When speaking of electric current, one often covers both types of currents: $I = I_{\rm c} + I_{\rm d}$.

There is also another important indication, which proves that the displacement current acts like a „charge-free“ current: Any current generates a magnetic field around its way through the conductor. This is also true for the displacement current. Extrapolating this into fast alternating displacement flux density explains electromagnetic waves. There, the change in the electric field creates a changing magnetic field, which creates a changing electric field, which creates a changing electric field, which …


Task 2.2.1 Simulation

The simulation program of Falstad can show equipotential surfaces, electric field strength, and current density in different objects.

  1. Open the simulation program via the link
  2. Select: Setup: Wire w/ Current and Show Current (j).
  3. You will now see a finite conductor with charge carriers starting at the top end and arriving at the bottom end.
  4. We now want to observe what happens when the conductor is tapered.
    1. To do this, select Mouse = Clear Square. You can now use the left mouse button to remove parts from the conducting material. The aim should be, that in the middle of the conductor, there is only a one-box wide line, on a length of at least 10 boxes. If you want to add conductive material again, this is possible with Mouse = Add - Conductor.
    2. Consider why more equipotential lines are now accumulating as the conductor is tapered.
    3. If you additionally draw in the E-field with Show E/j, you will see that it is stronger along the taper. This can be checked with the slider Brightness. Why is this?
  5. Select Setup: Current in 2D 1, Show E/rho/j. Why doesn't the cavity behave like a Faraday cage here?

Task 2.2.2 Water Resistor

In transformer stations sometimes water resistors are used as Liquid rheostat. In this resistor, the water works as a (poor) conductor which can handle a high power loss.

The water resistor consists of a water basin.
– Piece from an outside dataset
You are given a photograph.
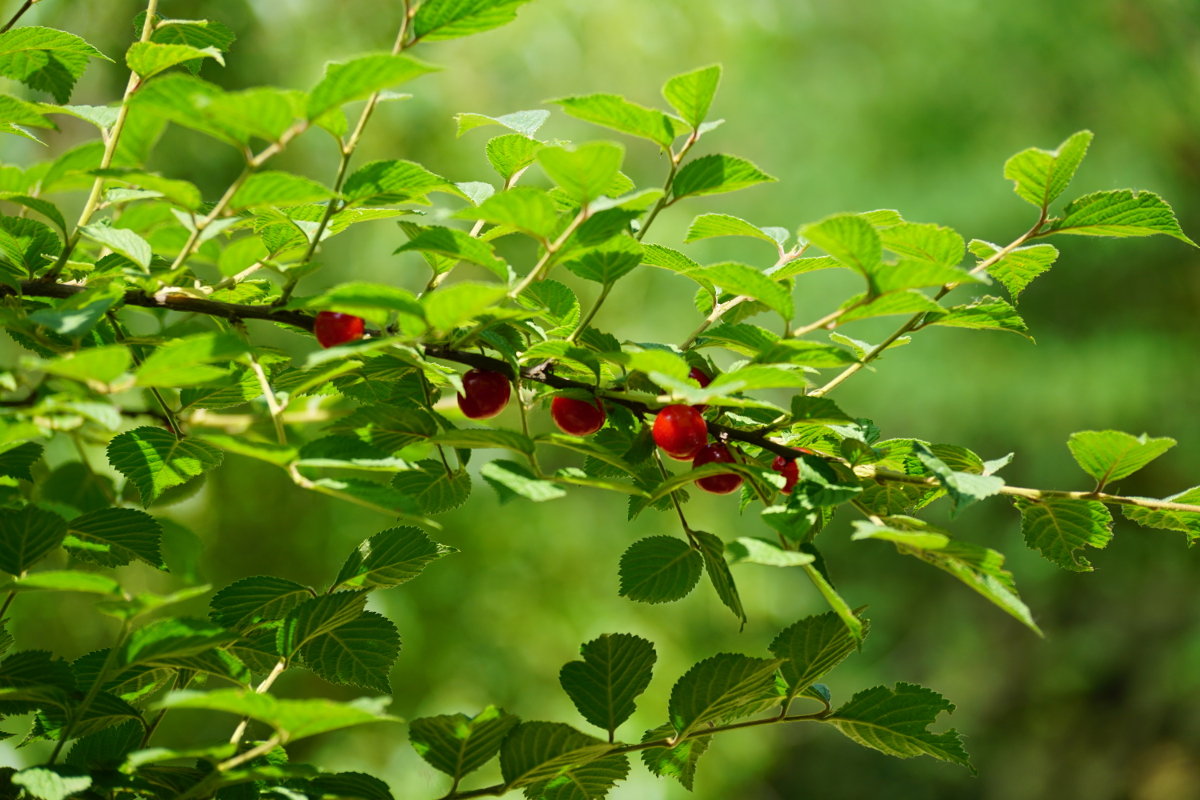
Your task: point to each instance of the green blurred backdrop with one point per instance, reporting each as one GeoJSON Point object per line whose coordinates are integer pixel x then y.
{"type": "Point", "coordinates": [911, 104]}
In the given basin two quadratic plates with the edge length of $l = 80 ~{\rm cm}$ are inserted with the distance $d$ between them. The resistivity of the water is $\rho = 0.25 ~\Omega {\rm m}$. The resistor shall dissipate the energy of $P = 4 ~{\rm kW}$ and shall exhibit a homogeneous current field.

  1. Calculate the required distance of the plates to get a current density of $S = 25 ~{\rm mA/cm^2}$
  2. What are the values of the current $I$ and the voltage $U$ at the resistor, such as the internal electric field strength $E$ in the setup?